Sixty-two percent of all respondents in a poll from Phi Delta Kappa and Gallup had never heard of the common core, and awareness among public school parents was not much better, at 55 percent. In a separate survey from the Associated Press and the NORC Center for Public Affairs Research, which polled parents of K-12 students, 52 percent said they knew little or nothing about the common core, even though educators have begun putting the more rigorous standards in English/language arts and math into practice in classrooms in the vast majority of states and school districts.

But in trying to glean what the public and parents think about another marquee issue in public schooling—standardized testing—the polls paint a much murkier picture. Depending on how the question is worded, respondents are either fed up with testing, as found in the PDK/Gallup survey, or believe it’s essential for knowing how well students are stacking up, as found in the AP survey.

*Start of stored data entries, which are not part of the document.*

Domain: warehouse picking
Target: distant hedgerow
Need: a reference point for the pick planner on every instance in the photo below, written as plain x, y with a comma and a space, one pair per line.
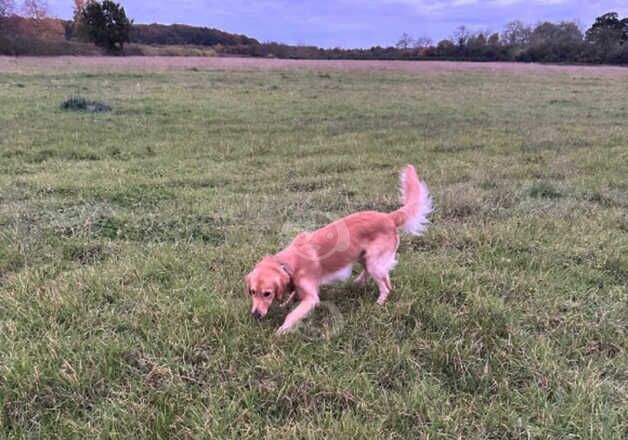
78, 103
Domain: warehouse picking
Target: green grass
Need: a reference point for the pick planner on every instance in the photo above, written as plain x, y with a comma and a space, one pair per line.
125, 236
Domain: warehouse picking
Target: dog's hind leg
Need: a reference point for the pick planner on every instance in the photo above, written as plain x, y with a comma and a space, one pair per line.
363, 277
379, 264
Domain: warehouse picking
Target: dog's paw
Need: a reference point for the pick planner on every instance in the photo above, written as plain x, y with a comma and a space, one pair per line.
284, 330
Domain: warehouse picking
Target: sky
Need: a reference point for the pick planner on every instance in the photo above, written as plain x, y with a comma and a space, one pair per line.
356, 23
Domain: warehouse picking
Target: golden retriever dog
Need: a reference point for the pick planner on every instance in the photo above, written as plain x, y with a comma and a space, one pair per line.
314, 259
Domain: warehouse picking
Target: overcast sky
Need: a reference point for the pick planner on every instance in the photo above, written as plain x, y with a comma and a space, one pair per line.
355, 23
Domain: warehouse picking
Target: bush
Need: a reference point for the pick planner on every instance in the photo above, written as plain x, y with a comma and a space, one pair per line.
78, 103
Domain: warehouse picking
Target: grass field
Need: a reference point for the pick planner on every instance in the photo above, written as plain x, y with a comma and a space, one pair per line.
125, 235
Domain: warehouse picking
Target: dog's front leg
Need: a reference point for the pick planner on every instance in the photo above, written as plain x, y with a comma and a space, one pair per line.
309, 302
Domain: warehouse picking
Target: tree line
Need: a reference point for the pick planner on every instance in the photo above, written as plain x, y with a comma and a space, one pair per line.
106, 24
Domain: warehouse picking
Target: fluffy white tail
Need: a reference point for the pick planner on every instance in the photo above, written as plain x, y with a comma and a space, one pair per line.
412, 217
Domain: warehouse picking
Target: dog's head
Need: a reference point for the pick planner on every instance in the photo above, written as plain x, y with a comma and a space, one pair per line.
266, 282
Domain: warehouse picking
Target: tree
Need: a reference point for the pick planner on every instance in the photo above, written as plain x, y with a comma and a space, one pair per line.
79, 9
423, 42
608, 29
606, 37
7, 7
106, 24
37, 9
405, 41
556, 42
517, 34
461, 36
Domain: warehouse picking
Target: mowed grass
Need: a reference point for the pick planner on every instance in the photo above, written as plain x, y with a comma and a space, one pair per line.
125, 236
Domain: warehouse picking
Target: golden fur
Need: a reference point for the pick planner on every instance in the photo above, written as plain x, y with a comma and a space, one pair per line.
328, 254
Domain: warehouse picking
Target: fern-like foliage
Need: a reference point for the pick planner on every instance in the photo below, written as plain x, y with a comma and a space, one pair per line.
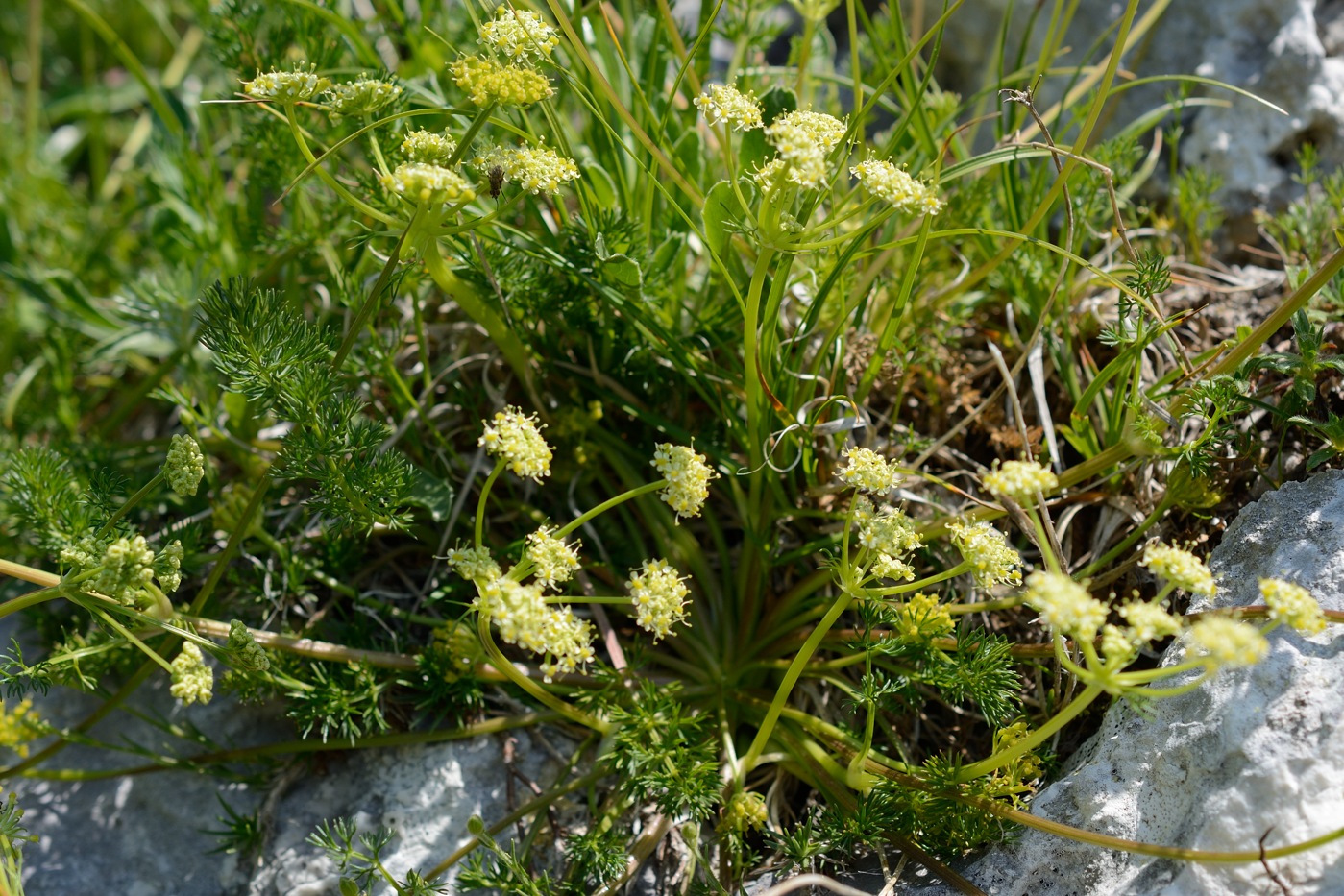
282, 363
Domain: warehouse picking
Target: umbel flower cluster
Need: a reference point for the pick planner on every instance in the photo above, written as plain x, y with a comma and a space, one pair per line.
507, 76
1215, 641
521, 610
535, 168
804, 141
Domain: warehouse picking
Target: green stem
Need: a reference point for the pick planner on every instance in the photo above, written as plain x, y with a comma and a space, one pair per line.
465, 142
1035, 738
125, 633
30, 599
359, 205
915, 586
478, 538
606, 505
132, 501
791, 679
366, 310
518, 814
33, 89
538, 692
476, 308
754, 391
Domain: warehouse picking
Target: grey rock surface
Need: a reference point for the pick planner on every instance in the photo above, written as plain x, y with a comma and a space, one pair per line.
1250, 751
147, 835
1286, 51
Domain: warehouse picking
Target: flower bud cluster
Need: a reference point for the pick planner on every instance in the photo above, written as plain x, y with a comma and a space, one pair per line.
519, 34
921, 617
659, 595
890, 535
990, 558
1179, 567
184, 465
516, 438
243, 649
491, 84
362, 97
867, 471
428, 148
687, 477
299, 85
192, 680
523, 618
886, 531
894, 185
744, 811
802, 140
1020, 481
535, 168
168, 567
1148, 622
724, 105
1227, 642
474, 565
1294, 605
1064, 605
552, 560
127, 569
422, 182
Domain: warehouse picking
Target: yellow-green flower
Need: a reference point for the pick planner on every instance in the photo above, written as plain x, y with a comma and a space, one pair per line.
1293, 605
1064, 605
867, 471
422, 182
1179, 567
184, 465
894, 185
802, 140
192, 680
659, 596
489, 84
299, 85
1227, 642
922, 617
128, 566
428, 148
535, 168
474, 565
19, 726
1020, 481
552, 560
990, 558
745, 811
519, 34
687, 478
724, 105
516, 438
362, 97
1148, 620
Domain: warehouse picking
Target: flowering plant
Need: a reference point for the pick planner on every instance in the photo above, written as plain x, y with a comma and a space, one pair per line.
581, 364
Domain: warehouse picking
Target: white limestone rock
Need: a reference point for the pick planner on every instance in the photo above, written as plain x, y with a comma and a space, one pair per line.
1250, 751
1286, 51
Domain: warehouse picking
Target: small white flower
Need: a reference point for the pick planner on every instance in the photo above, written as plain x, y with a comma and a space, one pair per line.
1179, 567
516, 438
659, 596
687, 478
723, 104
554, 560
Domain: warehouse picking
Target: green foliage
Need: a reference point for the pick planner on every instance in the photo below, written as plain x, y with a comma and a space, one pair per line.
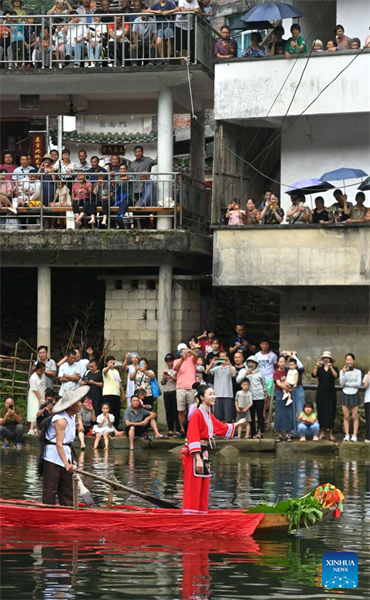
306, 510
303, 510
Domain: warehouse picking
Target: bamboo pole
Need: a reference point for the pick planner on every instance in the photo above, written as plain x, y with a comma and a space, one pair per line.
147, 497
75, 491
14, 366
110, 497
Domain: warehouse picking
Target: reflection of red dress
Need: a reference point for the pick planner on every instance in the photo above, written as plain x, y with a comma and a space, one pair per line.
202, 426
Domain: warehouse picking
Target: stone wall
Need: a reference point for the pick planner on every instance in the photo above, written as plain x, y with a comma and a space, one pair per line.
316, 319
131, 314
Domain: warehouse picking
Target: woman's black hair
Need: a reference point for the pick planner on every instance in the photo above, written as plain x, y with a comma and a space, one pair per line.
308, 404
258, 35
201, 389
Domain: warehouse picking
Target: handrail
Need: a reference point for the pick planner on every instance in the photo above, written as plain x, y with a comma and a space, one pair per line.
62, 41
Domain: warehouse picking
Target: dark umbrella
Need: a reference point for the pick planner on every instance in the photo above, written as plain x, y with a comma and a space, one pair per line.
241, 25
365, 185
272, 11
309, 186
342, 174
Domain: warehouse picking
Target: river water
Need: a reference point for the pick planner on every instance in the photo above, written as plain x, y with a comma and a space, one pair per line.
40, 565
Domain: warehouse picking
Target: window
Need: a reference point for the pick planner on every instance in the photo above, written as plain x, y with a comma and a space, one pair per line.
242, 38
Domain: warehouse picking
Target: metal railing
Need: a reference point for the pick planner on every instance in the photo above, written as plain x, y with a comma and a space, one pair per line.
113, 40
100, 200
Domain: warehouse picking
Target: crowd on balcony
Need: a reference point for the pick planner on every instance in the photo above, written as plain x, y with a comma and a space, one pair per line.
269, 212
226, 47
245, 375
134, 34
84, 187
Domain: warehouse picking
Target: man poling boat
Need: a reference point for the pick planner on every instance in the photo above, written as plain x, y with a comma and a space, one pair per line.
56, 461
203, 426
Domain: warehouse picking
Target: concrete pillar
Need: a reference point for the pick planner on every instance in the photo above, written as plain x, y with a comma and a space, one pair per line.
197, 149
164, 326
44, 306
165, 154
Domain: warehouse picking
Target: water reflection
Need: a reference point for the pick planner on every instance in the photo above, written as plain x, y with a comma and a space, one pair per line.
38, 565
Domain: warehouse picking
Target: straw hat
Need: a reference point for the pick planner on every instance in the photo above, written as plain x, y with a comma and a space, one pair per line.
69, 398
327, 354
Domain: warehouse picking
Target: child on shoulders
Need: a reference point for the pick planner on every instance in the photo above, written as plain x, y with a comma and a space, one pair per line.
243, 403
104, 426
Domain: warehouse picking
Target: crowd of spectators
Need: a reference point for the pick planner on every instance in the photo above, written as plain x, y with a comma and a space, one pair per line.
269, 212
123, 394
85, 187
226, 47
134, 34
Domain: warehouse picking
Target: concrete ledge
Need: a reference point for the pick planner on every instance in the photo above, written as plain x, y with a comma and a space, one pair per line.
296, 447
354, 450
101, 247
342, 252
234, 447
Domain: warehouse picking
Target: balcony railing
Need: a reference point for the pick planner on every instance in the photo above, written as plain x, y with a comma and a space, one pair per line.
127, 40
121, 200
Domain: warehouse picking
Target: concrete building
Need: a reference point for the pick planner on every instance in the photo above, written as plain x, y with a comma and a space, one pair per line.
279, 121
153, 299
157, 282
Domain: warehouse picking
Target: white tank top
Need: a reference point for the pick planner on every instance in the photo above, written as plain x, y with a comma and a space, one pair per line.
51, 452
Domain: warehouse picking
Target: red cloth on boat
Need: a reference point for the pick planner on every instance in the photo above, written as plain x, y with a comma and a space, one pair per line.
202, 426
130, 518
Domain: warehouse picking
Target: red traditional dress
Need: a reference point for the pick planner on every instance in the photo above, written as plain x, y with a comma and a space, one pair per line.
202, 428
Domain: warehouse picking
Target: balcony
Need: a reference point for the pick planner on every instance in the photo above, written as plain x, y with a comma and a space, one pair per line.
46, 80
283, 256
171, 215
248, 90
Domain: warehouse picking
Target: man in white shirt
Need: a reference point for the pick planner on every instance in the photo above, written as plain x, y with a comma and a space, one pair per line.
80, 363
20, 178
50, 366
267, 361
75, 39
185, 27
56, 464
68, 374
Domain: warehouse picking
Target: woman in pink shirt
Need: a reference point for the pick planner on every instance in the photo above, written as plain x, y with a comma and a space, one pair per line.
6, 191
82, 200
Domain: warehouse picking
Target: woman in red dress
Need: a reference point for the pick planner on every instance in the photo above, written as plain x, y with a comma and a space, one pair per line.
203, 426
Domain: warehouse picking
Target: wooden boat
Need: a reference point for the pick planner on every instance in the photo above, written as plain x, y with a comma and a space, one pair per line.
23, 513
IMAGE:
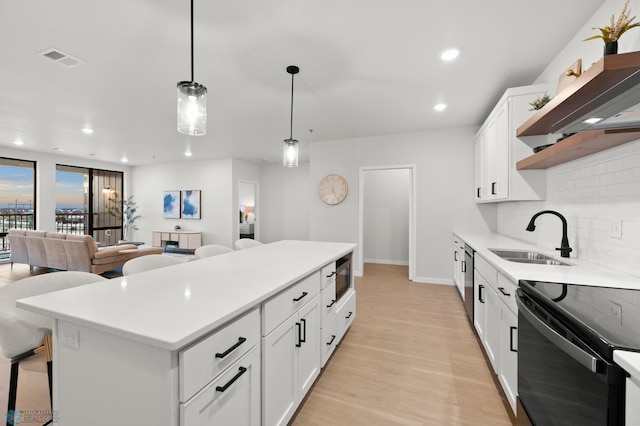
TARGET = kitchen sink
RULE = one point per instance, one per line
(526, 256)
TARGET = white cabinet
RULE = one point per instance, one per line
(291, 350)
(498, 149)
(459, 264)
(496, 323)
(233, 398)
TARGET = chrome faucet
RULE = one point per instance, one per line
(564, 244)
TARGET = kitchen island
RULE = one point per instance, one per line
(180, 344)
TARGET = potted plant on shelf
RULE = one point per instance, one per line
(611, 33)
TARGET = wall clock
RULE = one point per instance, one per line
(333, 189)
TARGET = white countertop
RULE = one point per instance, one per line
(171, 307)
(580, 272)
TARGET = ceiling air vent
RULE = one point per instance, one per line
(61, 58)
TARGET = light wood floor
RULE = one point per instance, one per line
(410, 358)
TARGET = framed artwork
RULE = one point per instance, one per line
(191, 204)
(171, 205)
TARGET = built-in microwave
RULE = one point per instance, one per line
(343, 275)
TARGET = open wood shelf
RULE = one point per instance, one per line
(577, 146)
(577, 100)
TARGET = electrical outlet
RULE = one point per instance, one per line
(615, 310)
(70, 337)
(615, 228)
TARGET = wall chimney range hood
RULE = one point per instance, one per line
(604, 97)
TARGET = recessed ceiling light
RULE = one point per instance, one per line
(450, 54)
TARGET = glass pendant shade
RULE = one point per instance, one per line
(192, 108)
(290, 158)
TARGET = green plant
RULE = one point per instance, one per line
(539, 102)
(616, 28)
(126, 211)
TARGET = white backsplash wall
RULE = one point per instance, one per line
(595, 194)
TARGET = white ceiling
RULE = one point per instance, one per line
(367, 67)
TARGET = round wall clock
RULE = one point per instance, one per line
(333, 189)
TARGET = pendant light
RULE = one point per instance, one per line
(192, 102)
(290, 157)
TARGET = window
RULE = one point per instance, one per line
(17, 198)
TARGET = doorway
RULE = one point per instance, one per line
(248, 210)
(387, 216)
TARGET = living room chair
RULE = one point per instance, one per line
(211, 250)
(245, 243)
(149, 262)
(24, 334)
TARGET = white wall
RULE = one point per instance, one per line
(46, 179)
(593, 192)
(444, 162)
(286, 194)
(386, 216)
(212, 178)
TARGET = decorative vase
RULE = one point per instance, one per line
(611, 48)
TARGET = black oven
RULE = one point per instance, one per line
(343, 275)
(566, 373)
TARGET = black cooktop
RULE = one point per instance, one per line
(608, 318)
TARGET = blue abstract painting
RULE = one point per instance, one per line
(191, 204)
(171, 204)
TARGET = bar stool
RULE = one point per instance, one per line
(24, 333)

“People’s views are just much more complex than an answer to a single question,” said Jean Johnson, a senior fellow at Public Agenda, a New York City-based opinion-research organization that studies a range of public policy issues including education. “Having these polls out together actually provides a lot of information, and in some ways, suggests issues that need some attention. Clearly, common core is one of those.”

Skeptics Abound

In trying to better understand what those who had heard of the common core know and think about the standards—adopted in nearly every state—the surveys had somewhat similar results.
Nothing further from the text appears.